Warning: The following piece contains spoilers for the film.

Many of us attend summer blockbuster movies for one of several reasons: to laugh, to be impressed by cutting-edge special effects, to experience a fast-paced thrill ride, or simply to sit in an air-conditioned room for a few hours—or possibly all of the above. Usually, we do not walk into a theater in the middle of July expecting to be confronted by the cycle of sin and prejudice in the human condition.

Caesar’s impulse to extend unconditional trust to a fellow ape was the natural result of his own act of exclusion.While the film Dawn of the Planet of the Apes contains many summer-blockbuster tropes—the special effects are incredible, the action set-pieces are staggering, and the conflict is palpable—the unsuspecting audience also gets hit with some serious social commentary.
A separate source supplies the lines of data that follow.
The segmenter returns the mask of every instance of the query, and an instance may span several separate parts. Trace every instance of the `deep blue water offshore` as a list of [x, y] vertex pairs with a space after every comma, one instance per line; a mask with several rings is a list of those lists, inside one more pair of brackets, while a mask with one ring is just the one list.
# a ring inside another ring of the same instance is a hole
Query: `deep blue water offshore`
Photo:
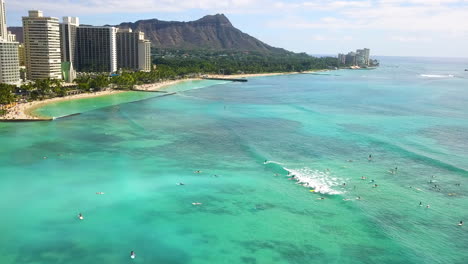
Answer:
[[468, 59], [381, 64], [1, 123], [0, 263], [467, 263]]

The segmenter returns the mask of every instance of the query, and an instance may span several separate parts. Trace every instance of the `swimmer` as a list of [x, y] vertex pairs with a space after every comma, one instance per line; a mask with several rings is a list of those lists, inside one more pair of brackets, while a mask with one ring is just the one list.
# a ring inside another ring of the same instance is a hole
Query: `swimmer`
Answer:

At its core, Dawn is about trust. Will the apes trust their human neighbors to coexist peacefully as they seek to establish a society? Will the humans trust the nearby apes as they seek to preserve what is left of their own crumbling society? Tenuous relationships between certain simian and human individuals are established, as the humans need access to parts of land that the apes occupy. Slowly and reluctantly, the apes grant them this access, with the understanding that the humans’ interests are entirely peaceful. Not surprisingly, the trust these characters work so hard to build is eventually shattered. The viewer watches as the protagonist, an ape named Caesar, encounters this loss of trust, an experience he apparently has not dealt with before. Caesar then comes to a conclusion that prophetically challenges our all-too-human tendency to exclude those who are unlike us. Referring to his second-in-command, another ape named Koba, Caesar has this revelation:

I chose to trust [Koba] because he is an ape. I think ape is better than human. I see now how alike we are.
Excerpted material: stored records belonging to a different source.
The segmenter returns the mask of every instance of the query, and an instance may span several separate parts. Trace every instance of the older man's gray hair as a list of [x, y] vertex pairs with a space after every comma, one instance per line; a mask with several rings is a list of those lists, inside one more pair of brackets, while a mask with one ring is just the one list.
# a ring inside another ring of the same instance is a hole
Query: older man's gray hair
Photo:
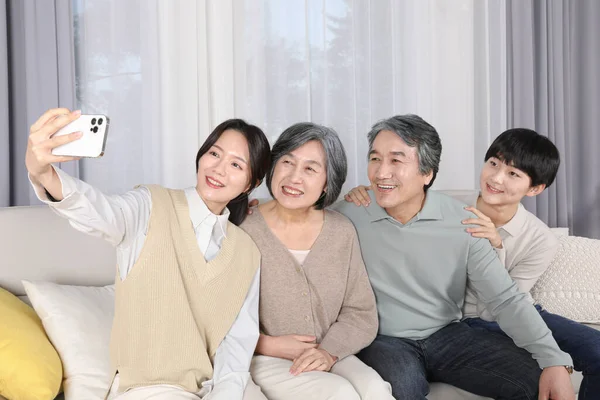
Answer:
[[271, 149], [271, 169], [267, 172], [267, 189], [274, 197], [271, 190], [271, 179], [277, 161], [311, 140], [321, 143], [325, 150], [326, 189], [314, 204], [317, 210], [322, 210], [337, 200], [348, 173], [344, 145], [342, 145], [338, 134], [326, 126], [313, 124], [312, 122], [300, 122], [283, 131], [273, 145], [273, 149]]
[[400, 137], [410, 147], [417, 148], [419, 171], [423, 175], [433, 172], [433, 177], [425, 190], [433, 185], [433, 181], [440, 169], [442, 156], [442, 142], [435, 128], [423, 118], [414, 114], [396, 115], [377, 122], [368, 134], [369, 153], [373, 149], [373, 142], [381, 131], [391, 131]]

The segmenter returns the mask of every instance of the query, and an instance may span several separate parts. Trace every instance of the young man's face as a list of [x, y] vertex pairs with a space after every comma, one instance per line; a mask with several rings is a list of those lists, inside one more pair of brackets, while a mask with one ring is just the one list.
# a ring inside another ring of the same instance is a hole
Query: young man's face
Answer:
[[491, 205], [517, 204], [523, 197], [535, 196], [544, 190], [544, 185], [532, 187], [531, 178], [525, 172], [495, 157], [485, 162], [479, 184], [483, 201]]
[[423, 195], [432, 173], [422, 175], [416, 147], [407, 145], [396, 133], [381, 131], [369, 153], [369, 180], [379, 206], [388, 213]]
In his masterful work Exclusion and Embrace, the prominent theologian Miroslav Volf has extensively critiqued what he sees as the human tendency to exclude the “other.” Volf contends that the act of exclusion occurs when an individual is unwilling to “depart from one’s own culture,” and since the gospel of Jesus Christ calls us to be ambassadors of reconciliation to all people, followers of Jesus do not have the option of remaining insulated within their own cultures. Only after exiting one’s own comfortable cultural space and seeking to understand and make room for the other can the beautiful and reconciliatory act of “embrace” occur. Ultimately, the act of embracing the other results in an enriched self-identity, and the cycle can begin anew.

Dawn does not shy away from showing what might happen if apes were to become more like humans, and this is what stuck with me the most after viewing the film. Caesar’s impulse to extend unconditional trust to a fellow ape was the natural result of his own act of exclusion, his assumption that power, greed, and prejudice could only affect humans and therefore could not affect his own species. This assumption was built on a foundation of arrogance, simply that “us” is superior to “them.”
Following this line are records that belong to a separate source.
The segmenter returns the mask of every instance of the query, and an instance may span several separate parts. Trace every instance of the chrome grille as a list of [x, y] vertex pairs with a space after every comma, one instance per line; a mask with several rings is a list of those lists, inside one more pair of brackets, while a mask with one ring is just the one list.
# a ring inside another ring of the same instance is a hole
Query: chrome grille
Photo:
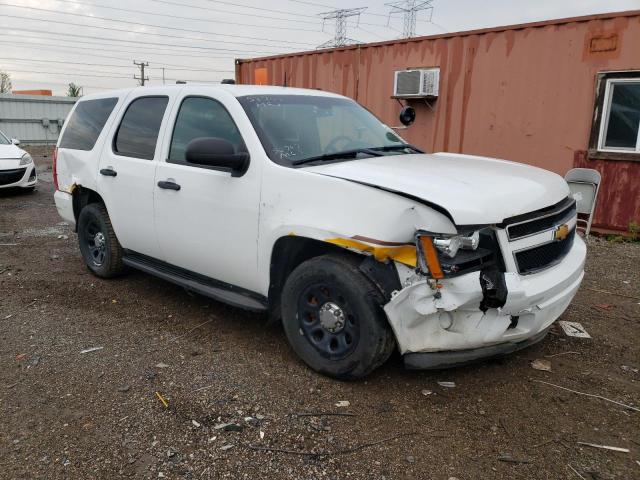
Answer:
[[558, 225], [566, 222], [576, 215], [576, 202], [568, 198], [549, 209], [538, 210], [526, 220], [515, 222], [507, 222], [507, 235], [509, 240], [517, 240], [518, 238], [535, 235], [536, 233], [551, 230]]

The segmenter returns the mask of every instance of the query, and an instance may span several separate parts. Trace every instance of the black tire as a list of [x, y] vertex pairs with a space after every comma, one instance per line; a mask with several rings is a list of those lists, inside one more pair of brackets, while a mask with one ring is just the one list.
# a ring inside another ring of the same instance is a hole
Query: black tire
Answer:
[[80, 211], [78, 242], [84, 262], [94, 275], [113, 278], [126, 271], [122, 246], [102, 203], [90, 203]]
[[395, 348], [382, 304], [357, 258], [323, 255], [289, 275], [282, 291], [282, 323], [289, 344], [312, 369], [357, 379], [386, 362]]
Honest audience members cannot walk away from Dawn without some level of discomfort, knowing that the exact same arrogance dwells inside us. Honest Christians know that this arrogance is the result of sin, of fractured relationships that were once whole, and that the human cycle of prejudice, violence, and resentment is built on our remarkable ability to exclude without embrace.

This is the power of storytelling, that even in the midst of the summer blockbuster season I can be reminded that neither I myself nor my family, my community, nor my ethnicity are immune to the destructive impact of exclusion—we dearly need the healing act of embrace, embodied perfectly in the life, death, and resurrection of Christ.